What Does It Mean to File for Bankruptcy?
While it may sound enticing to get creditors off your back and stop harassing you, there is a price for filing bankruptcy. What does it mean to file for bankruptcy when it comes to your credit and future financial situation?
Despite what you may think about how bankruptcy works, bankruptcy does not eliminate all of your debt, even in the case of chapter 7. There are still debts that will be owed such as student loans, child support, and any assets you wish to retain. It is important to have a realistic understanding of what bankruptcy will do to help you alleviate your current financial situation.
What does bankruptcy mean for your credit score? Your credit score affects more than just how much interest you pay on your credit card, mortgage, or car loan. According to CreditKarma.com, credit scores are also used to determine rates for auto insurance, amounts for security deposits on homes and apartments, and payment plans with utility and cell phone providers.
What does it mean to file for bankruptcy? Credit reporting agencies such as Experian, TransUnion, and Equifax will report the bankruptcy on your credit report for seven years (in the case of chapter 13) or 10 years (in the case of chapter 7). Affecting your credit through bankruptcy can have long-term financial implications.

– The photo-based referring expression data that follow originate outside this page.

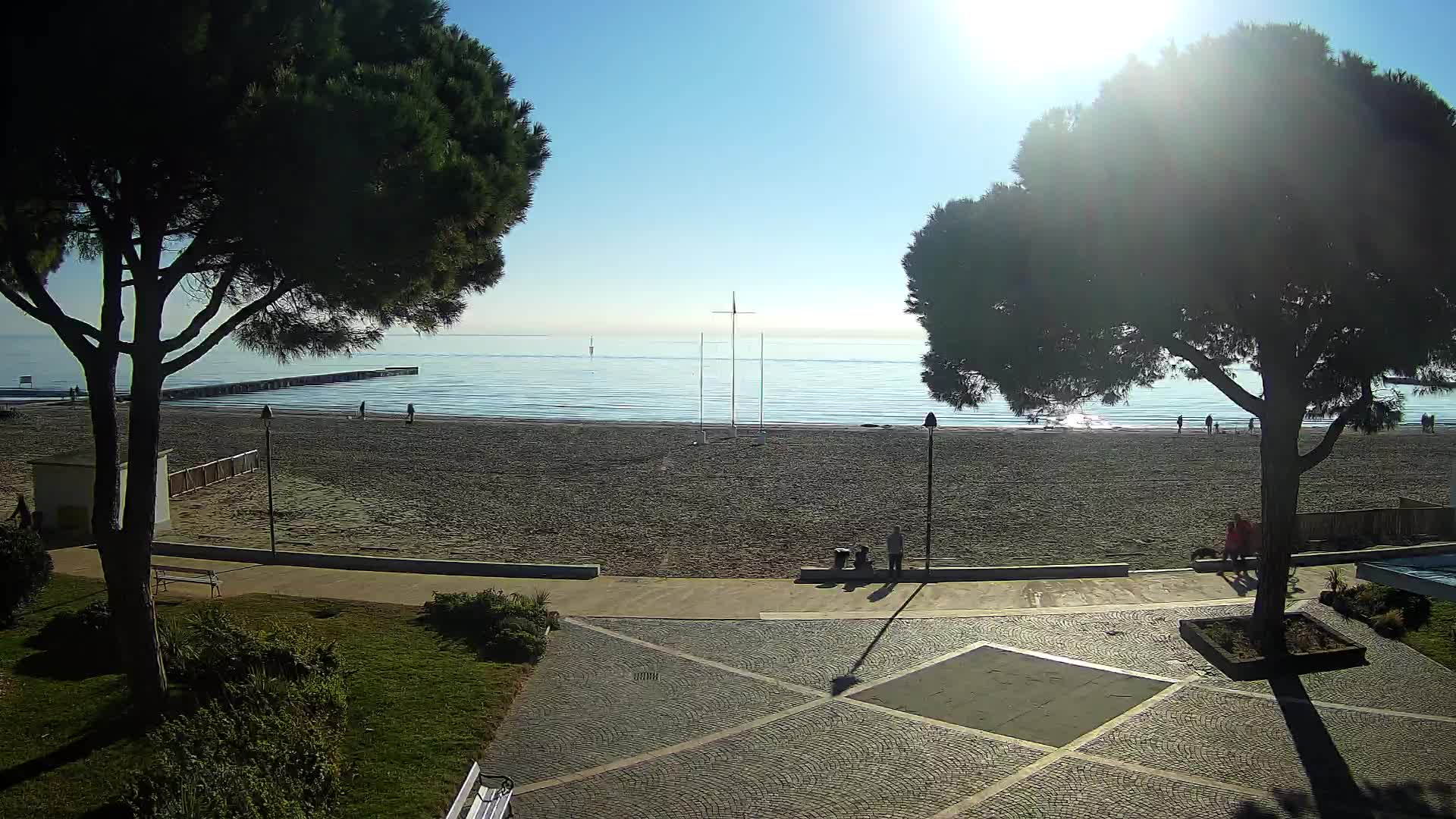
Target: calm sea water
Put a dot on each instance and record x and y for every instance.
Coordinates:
(641, 379)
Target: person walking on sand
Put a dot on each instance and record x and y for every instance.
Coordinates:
(1231, 547)
(896, 547)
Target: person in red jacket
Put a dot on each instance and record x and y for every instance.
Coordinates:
(1245, 535)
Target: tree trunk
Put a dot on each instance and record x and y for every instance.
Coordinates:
(1279, 504)
(133, 608)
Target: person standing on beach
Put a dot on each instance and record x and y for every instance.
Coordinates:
(24, 513)
(1244, 534)
(896, 545)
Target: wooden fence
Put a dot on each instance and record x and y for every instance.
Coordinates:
(212, 472)
(1379, 523)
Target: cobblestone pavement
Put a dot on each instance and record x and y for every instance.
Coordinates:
(752, 719)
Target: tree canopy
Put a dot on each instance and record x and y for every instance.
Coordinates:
(312, 171)
(309, 174)
(1253, 197)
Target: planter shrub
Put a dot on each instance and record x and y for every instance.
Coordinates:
(503, 627)
(1372, 601)
(215, 649)
(25, 567)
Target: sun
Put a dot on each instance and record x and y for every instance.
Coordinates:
(1046, 37)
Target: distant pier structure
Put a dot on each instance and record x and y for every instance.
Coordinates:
(281, 382)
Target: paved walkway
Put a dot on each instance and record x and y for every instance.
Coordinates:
(1082, 716)
(718, 598)
(1063, 698)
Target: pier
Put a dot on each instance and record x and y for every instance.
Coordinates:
(281, 382)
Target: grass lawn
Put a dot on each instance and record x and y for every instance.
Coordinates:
(419, 708)
(1435, 639)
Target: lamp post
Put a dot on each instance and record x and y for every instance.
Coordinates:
(929, 475)
(273, 542)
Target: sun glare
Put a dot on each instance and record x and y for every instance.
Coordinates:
(1044, 37)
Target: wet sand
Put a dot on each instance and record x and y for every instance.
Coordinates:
(644, 500)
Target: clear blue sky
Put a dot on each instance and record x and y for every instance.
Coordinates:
(786, 149)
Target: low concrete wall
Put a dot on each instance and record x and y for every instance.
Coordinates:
(823, 575)
(370, 563)
(1347, 556)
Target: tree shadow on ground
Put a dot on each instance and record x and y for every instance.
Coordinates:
(1332, 789)
(1398, 800)
(98, 736)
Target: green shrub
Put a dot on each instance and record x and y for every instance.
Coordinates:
(267, 735)
(265, 748)
(83, 635)
(501, 627)
(1389, 624)
(516, 646)
(213, 651)
(25, 567)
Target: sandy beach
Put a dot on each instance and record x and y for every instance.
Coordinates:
(644, 500)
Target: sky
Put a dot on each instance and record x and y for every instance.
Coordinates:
(788, 149)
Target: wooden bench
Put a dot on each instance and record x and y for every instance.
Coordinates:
(165, 575)
(482, 796)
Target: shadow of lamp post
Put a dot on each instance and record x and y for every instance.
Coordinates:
(929, 475)
(273, 542)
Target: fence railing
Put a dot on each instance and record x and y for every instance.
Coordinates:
(223, 468)
(1401, 522)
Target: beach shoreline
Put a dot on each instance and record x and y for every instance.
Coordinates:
(644, 499)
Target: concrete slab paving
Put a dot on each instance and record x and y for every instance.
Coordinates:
(1015, 694)
(832, 761)
(1283, 745)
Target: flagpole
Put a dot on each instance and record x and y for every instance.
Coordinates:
(733, 354)
(733, 376)
(762, 436)
(702, 436)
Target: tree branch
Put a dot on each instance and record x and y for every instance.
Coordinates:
(1321, 452)
(39, 303)
(1210, 369)
(1318, 341)
(187, 261)
(207, 314)
(223, 330)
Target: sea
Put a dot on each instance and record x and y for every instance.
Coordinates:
(804, 381)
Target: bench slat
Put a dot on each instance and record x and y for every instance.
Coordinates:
(465, 792)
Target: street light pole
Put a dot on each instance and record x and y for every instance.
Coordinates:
(273, 542)
(929, 487)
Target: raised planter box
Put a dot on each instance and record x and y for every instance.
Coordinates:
(1345, 656)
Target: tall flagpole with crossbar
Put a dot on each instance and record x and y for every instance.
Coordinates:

Should you file bankruptcy, you will spend between 36 to 60 months of concerted effort repaying your existing debt. Whether you choose chapter 7 or chapter 13 bankruptcy will require that you have a plan and follow the steps.
Your credit score, which is used in a variety of situations, will be affected for at least seven years. However, if you have exhausted all other avenues and just do not have any other way to pay off some or all of your debt, then filing for bankruptcy could reduce some of the stress and pressure to allow you to finally get your head above water.
The choice is a weighty one with long-lasting consequences. Seek out articles like this one and professional advice before any sort of drastic financial changes.